Some generated example queries include:

  • Create an AWS API Deployment called “api_deployment_01” and an AWS ECR Image called “ecr_image_01”. Connect api_deployment_01 -> ecr_image_01.
  • Create an AWS Lambda function called “lambda_function_01” and an AWS DynamoDB Table called “dynamodb_table_01”. Connect the lambda function to the DynamoDB Table.

Here is an example intent test yaml file that is ready and processed by our test runner:

type: intent
---
- Create an AWS API Deployment called "api_deployment_01" and an AWS ElastiCache Cluster called "elasticache_cluster_01". Connect api_deployment_01 -> elasticache_cluster_01.
---
- - create,api_deployment,RESOURCE,api_deployment_01,AWS_API_DEPLOYMENT
  - create,elasticache_cluster,RESOURCE,elasticache_cluster_01,AWS_ELASTICACHE_CLUSTER
  - connect,AWS_API_DEPLOYMENT/api_deployment_01,AWS_ELASTICACHE_CLUSTER/elasticache_cluster_01

With these generated tests in hand we could run them against a modified prompt using pytest in VS Code and a custom test script to quickly validate if we made progress or regressions.

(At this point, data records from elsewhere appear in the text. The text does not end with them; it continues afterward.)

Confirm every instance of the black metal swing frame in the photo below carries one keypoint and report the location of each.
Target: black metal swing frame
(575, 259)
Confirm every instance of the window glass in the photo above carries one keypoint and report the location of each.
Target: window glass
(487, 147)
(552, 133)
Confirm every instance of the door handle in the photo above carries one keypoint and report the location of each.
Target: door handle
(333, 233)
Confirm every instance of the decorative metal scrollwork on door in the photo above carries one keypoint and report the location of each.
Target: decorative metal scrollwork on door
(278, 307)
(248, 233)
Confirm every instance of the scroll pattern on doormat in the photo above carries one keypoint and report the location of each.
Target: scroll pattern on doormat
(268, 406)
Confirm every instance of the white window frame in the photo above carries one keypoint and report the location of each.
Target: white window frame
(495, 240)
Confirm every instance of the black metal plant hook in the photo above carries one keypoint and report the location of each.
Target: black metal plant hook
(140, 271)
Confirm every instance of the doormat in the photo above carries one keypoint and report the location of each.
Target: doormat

We found that running with these intents with temperature=0 for as little variability in answers as possible as well as 3 test iterations for each test was sufficient for correctness in most cases. Cost is a serious consideration here, running hundreds of tests three times each for each iteration of the prompt can quickly add up in cost. Individual tests would take fractions of a second to 7+ seconds for larger inputs primarily driven by longer results that had more tokens.

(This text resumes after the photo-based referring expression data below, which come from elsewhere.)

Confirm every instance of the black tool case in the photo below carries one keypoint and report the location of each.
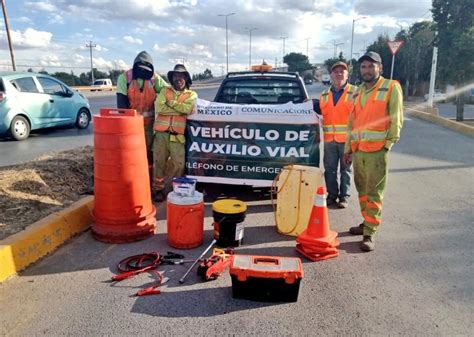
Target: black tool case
(266, 278)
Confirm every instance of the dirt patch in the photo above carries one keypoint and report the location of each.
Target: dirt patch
(31, 191)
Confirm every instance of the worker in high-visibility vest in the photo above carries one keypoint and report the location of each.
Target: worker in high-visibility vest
(374, 127)
(137, 89)
(172, 107)
(336, 104)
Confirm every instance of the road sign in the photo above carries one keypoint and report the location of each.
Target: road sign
(394, 46)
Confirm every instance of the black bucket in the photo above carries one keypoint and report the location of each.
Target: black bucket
(229, 216)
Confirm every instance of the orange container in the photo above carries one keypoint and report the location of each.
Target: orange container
(185, 220)
(123, 211)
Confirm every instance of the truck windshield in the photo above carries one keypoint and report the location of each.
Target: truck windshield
(261, 91)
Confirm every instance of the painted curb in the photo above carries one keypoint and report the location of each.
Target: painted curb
(464, 129)
(43, 237)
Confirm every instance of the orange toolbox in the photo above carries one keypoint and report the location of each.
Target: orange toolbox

In our case we had 475 tests, Our prompt is ~7000 tokens, this means to run the full suite of tests:

475 (number of tests) * 3 (iterations) * ~7000 (prompt+response size) = 9,975,000 tokens. Based on pricing for GPT 3.5-turbo with 16k context, our total for that would be (9,975,000/1000) * $0.003 = $29.93 to run our full set of tests.

Normalization

We found that additional normalization helped for places where we relied on LLM intelligence. For example, sometimes the LLM would use AWS_API_GATEWAY, other times it might use AWS_APIGATEWAY. We had to create dynamic maps on the backend to ensure these would be mapped to the same type before sending it to our engine.

This was even more necessary for ABSTRACT resources where the LLM had to make a best guess based on whatever was typed. For example ABSTRACT_DATABASE, ABSTRACT_DATASTORE, etc.

Conclusion

LLMs have proven to be a powerful interface to the Klotho engine. We believe that chat is an excellent complimentary interface to classic GUIs and CLIs, but doesn’t have to replace them entirely. GPT4 is amazingly powerful at extracting user intent with minimal examples, and GPT3.5 is both fast and accurate when given comprehensive examples and a diligent approach to testing/validation as you modify your prompts.

Our approach differs from other LLM-based cloud architecture tools in that we don’t want to rely on the LLM intelligence to solve architectural problems, only translate user intent. The biggest downside to this approach is that you’ll simply fail when you can’t generate an answer and since users can ask literally anything.

We’re excited about the interweaving of GUIs with chat-based interfaces, as multiple interaction modalities lend themselves differently depending on the task at hand.